Offloaded Data Transfers
Transferring data between computers or within the same computer is a frequent file system activity. Using the standard ReadFile and WriteFile functions work well from a functional point of view, but it involves heavy data movement through all levels of the system and potentially across a network. This can affect the availability of the systems involved in the transfer and the network connecting the systems. The advanced capabilities available with many storage subsystems provide a more efficient means of performing the ‘heavy lifting’ task of data movement.
Starting with Windows 8, applications can take advantage of these capabilities to help offload the process of data movement to the storage subsystem. File system filters can typically monitor these actions by intercepting read and write requests to a volume. Additional actions are required for filters to be aware of offloaded data transfers.
Moving data around in an application scenario today is quite simple. It involves reading the data into local memory, then writing it back out to a new location. The following diagram illustrates this scenario.

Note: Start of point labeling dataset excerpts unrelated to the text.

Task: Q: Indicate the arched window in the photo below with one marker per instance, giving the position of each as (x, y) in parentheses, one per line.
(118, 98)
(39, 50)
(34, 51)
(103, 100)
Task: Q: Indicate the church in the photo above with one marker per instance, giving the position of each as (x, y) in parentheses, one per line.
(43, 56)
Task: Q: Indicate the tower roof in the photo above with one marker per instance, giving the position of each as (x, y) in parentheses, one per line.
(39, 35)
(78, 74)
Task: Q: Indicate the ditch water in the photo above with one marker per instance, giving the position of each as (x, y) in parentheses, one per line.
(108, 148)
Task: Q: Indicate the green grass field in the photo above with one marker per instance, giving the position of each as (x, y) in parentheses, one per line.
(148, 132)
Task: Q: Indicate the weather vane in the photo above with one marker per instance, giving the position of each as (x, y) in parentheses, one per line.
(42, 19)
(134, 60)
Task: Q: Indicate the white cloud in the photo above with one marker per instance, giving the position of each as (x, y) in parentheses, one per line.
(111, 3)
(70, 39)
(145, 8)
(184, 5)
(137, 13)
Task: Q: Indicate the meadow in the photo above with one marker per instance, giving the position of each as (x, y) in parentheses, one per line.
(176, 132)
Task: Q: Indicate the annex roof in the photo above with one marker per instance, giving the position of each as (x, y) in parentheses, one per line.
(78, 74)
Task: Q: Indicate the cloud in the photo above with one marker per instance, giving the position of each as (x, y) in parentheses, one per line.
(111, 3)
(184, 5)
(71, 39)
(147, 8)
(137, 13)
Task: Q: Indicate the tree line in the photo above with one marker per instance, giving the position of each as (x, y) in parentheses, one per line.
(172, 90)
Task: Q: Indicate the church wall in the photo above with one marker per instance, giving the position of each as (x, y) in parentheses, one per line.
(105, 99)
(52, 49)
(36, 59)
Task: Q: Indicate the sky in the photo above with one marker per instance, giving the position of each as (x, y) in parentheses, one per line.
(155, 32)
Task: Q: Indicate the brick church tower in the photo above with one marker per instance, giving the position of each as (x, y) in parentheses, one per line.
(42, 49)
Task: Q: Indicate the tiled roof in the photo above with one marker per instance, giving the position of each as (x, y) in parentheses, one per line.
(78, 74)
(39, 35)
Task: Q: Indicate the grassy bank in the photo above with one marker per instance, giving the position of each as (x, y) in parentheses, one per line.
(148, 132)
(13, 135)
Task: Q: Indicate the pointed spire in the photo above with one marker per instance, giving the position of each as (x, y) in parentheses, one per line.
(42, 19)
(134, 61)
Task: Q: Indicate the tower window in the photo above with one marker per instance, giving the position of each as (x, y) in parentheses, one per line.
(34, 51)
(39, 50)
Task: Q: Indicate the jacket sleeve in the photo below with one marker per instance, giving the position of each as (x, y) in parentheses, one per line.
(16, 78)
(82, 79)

This scenario involves copying a file between two locations on two different file servers, each with its own virtual disk exposed through an Intelligent Storage Array (ISA). The initiating system first needs to read the data from the source virtual disk into a local buffer. It then packages and transmits the data through some transport and protocol (like SMB over 1GbE) to the second system, which then receives the data and outputs it to a local buffer. Then, the target system writes the data to the destination virtual disk. This scenario describes a very typical Read/Write method of data transfer that is performed multiple times by many different applications every day.
While standard reads and writes work well in most scenarios, the data intending to be copied may be located on virtual disks managed by the same Intelligent Storage Array. This means that the data is moved out of the array, onto a server, across a network transport, onto another server, and back into the same array once again. The act of moving data within a server and across a network transport can significantly impact the availability of those systems; not to mention the fact that the throughput of the data movement is limited by the throughput and availability of the network.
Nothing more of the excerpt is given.